Kelly Lamrock, défenseur des enfants et des jeunes du Nouveau-Brunswick

Photo : Radio-Canada / Michel Corriveau

Radio-Canada

Le Nouveau-Brunswick a besoin d’une stratégie à long terme en ce qui a trait à la santé mentale des jeunes, dit le défenseur des enfants et des jeunes Kelly Lamrock.

Kelly Lamrock souhaite que le gouvernement rende des comptes en ce qui a trait à la santé mentale des jeunes. Son bureau a donc décidé de faire ponctuellement des mises à jour au sujet des recommandations émises par son bureau.

Ce premier rapport de suivi avait pour but de vérifier si les recommandations émises dans les trois rapports intitulés Le meilleur de ce que nous avons à offrir, (Nouvelle fenêtre) Aucun enfant abandonné (Nouvelle fenêtre) et Une question de vie et de mort (Nouvelle fenêtre) avaient été mises en œuvre. Ces rapports se penchaient sur la santé mentale des enfants et des jeunes.

« Si les mêmes événements que ceux survenus dans le cas de Lexi Daken se produisaient aujourd’hui, pourrions-nous dire avec certitude que le résultat serait différent? Ce que je peux répondre est probablement oui, mais pas avec certitude. »

— Une citation de  Kelly Lamrock, défenseur des enfants et des jeunes du Nouveau-Brunswick

Selon Kelly Lamrock, des progrès ont été réalisés par la province. Le financement et les ressources humaines en santé mentale ont augmenté et la formation des professionnels de la santé s’est améliorée.

Manque de planification

En contrepartie, le défenseur a constaté de graves lacunes en matière de planification et de stratégie à long terme.
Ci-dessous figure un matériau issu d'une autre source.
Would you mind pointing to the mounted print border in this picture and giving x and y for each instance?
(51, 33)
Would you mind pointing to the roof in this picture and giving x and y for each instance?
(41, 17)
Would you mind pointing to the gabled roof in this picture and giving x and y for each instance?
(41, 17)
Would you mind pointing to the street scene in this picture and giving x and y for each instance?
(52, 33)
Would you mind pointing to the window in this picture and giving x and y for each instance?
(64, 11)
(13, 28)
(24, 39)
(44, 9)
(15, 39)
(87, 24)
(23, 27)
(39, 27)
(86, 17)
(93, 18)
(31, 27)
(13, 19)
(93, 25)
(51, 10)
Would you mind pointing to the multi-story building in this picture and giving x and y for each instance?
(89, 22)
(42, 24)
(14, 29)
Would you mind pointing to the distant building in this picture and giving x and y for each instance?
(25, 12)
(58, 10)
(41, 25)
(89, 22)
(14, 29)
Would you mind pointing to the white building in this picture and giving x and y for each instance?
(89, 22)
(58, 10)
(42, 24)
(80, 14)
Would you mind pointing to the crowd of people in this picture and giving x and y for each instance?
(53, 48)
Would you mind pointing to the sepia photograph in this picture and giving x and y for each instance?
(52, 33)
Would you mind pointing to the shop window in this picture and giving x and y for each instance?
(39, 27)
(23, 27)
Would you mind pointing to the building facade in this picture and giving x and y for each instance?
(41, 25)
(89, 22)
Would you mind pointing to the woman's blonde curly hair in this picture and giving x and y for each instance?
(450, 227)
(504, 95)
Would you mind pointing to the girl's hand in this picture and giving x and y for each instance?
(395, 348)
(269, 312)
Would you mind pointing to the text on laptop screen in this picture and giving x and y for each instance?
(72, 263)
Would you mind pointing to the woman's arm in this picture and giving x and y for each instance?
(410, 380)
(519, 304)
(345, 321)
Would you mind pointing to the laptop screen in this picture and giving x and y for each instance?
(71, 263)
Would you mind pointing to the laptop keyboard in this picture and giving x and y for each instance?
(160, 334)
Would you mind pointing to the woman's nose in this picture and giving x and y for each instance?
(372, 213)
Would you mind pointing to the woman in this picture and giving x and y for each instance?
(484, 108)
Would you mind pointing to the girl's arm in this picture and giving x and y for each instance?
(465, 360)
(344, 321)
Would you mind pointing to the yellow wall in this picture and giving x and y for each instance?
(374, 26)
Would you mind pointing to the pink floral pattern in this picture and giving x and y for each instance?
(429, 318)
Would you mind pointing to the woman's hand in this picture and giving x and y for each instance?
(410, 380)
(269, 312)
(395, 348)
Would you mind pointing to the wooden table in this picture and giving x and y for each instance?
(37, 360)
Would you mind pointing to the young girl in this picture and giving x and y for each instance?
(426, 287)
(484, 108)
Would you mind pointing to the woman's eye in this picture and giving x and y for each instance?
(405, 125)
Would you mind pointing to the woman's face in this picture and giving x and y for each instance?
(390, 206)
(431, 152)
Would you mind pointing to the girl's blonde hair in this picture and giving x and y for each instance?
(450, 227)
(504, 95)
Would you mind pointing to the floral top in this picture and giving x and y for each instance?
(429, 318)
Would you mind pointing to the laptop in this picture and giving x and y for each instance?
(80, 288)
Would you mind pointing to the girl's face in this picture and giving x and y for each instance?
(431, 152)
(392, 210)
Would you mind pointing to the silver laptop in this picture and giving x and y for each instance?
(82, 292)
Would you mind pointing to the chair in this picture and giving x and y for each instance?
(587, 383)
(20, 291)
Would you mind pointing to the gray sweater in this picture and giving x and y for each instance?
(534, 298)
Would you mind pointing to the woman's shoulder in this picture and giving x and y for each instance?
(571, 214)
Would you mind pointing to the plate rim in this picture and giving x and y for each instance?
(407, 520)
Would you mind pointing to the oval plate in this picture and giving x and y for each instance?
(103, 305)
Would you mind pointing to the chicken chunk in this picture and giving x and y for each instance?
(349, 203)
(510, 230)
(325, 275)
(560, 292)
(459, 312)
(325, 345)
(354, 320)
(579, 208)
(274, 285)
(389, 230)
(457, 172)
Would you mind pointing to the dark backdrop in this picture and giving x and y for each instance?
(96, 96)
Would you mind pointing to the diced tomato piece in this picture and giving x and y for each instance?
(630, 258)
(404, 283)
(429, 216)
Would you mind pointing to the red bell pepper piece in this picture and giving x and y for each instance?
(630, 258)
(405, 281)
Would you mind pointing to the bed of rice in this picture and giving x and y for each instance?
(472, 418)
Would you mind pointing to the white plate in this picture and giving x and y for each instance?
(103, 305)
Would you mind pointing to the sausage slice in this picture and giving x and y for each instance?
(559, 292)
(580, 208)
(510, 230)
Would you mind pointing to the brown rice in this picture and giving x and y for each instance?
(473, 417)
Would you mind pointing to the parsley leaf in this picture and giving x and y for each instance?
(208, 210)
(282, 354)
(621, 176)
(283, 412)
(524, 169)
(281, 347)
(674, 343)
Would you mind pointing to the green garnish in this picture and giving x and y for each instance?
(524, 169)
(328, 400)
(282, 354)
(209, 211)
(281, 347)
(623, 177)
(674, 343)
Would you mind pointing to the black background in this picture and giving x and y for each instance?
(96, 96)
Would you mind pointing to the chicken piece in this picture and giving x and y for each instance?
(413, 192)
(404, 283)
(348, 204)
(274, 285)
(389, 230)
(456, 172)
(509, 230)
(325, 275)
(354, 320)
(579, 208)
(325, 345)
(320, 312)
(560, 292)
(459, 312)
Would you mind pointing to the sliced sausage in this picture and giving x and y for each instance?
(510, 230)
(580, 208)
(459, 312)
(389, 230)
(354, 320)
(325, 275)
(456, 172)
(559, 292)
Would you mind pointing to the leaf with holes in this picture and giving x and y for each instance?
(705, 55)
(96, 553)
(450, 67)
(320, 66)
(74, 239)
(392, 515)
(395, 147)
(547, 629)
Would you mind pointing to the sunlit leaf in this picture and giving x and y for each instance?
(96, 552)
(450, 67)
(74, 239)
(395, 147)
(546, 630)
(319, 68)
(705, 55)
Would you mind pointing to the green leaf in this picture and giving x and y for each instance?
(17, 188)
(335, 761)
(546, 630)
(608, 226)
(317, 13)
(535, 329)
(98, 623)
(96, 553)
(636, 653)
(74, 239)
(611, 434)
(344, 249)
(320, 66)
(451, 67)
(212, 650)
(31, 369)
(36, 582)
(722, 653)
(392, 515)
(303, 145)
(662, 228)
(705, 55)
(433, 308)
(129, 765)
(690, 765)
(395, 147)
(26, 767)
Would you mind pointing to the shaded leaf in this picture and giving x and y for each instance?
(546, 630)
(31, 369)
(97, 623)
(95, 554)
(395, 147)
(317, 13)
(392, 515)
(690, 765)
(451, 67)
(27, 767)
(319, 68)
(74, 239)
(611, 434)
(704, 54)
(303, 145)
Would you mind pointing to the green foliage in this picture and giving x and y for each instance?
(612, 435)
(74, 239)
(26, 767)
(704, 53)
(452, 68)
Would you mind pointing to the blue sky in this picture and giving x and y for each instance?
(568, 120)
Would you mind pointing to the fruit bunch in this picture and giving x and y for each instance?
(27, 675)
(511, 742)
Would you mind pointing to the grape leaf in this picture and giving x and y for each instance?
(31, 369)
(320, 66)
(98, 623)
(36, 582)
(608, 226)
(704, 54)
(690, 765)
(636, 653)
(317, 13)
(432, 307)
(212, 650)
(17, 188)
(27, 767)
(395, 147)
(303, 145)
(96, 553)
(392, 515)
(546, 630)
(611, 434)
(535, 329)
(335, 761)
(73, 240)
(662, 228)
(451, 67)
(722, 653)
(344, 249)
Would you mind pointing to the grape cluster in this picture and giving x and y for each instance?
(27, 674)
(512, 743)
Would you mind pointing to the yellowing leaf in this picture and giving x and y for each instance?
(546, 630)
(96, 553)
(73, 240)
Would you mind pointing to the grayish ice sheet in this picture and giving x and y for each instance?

Comme l’a dit un jeune, il doit y avoir une solution entre rester à la maison et se rendre aux services d’urgence, indique Kelly Lamrock.

Kelly Lamrock a évoqué un projet pilote sur la prévention du suicide chez les jeunes dans une communauté autochtone. Il souligne qu’il n’y a pas de plan pour l’étendre dans les 14 autres communautés.

« Un projet pilote sans plan n’est qu’un placebo. »

— Une citation de  Kelly Lamrock, défenseur des enfants et des jeunes du Nouveau-Brunswick
Un livret intitulé LE MEILLEUR DE CE QUE NOUS AVONS À OFFRIR.

Le Bureau du défenseur des enfants et des jeunes a présenté son examen sur la prévention du suicide et sur les services en santé mentale en septembre 2021.

Photo : Radio-Canada / Mikael Mayer

M. Lamrock affirme qu’il publiera un autre rapport d’étape en 2023. D’ici là, il recommande au gouvernement d’agir sur plusieurs fronts, entre autres l’établissement d’un plan de recrutement à long terme, l’amélioration des services de première ligne, la création d’un plan crédible pour les Premières Nations et la révision des protocoles pour les cas complexes.

De plus, il exhorte le gouvernement à adopter de bonnes pratiques pour l’évaluation et le traitement des jeunes qui viennent aux urgences pour des problèmes en santé mentale ou qui ont des idées suicidaires. Il faudrait absolument, selon le défenseur, leur ouvrir chaque fois un dossier.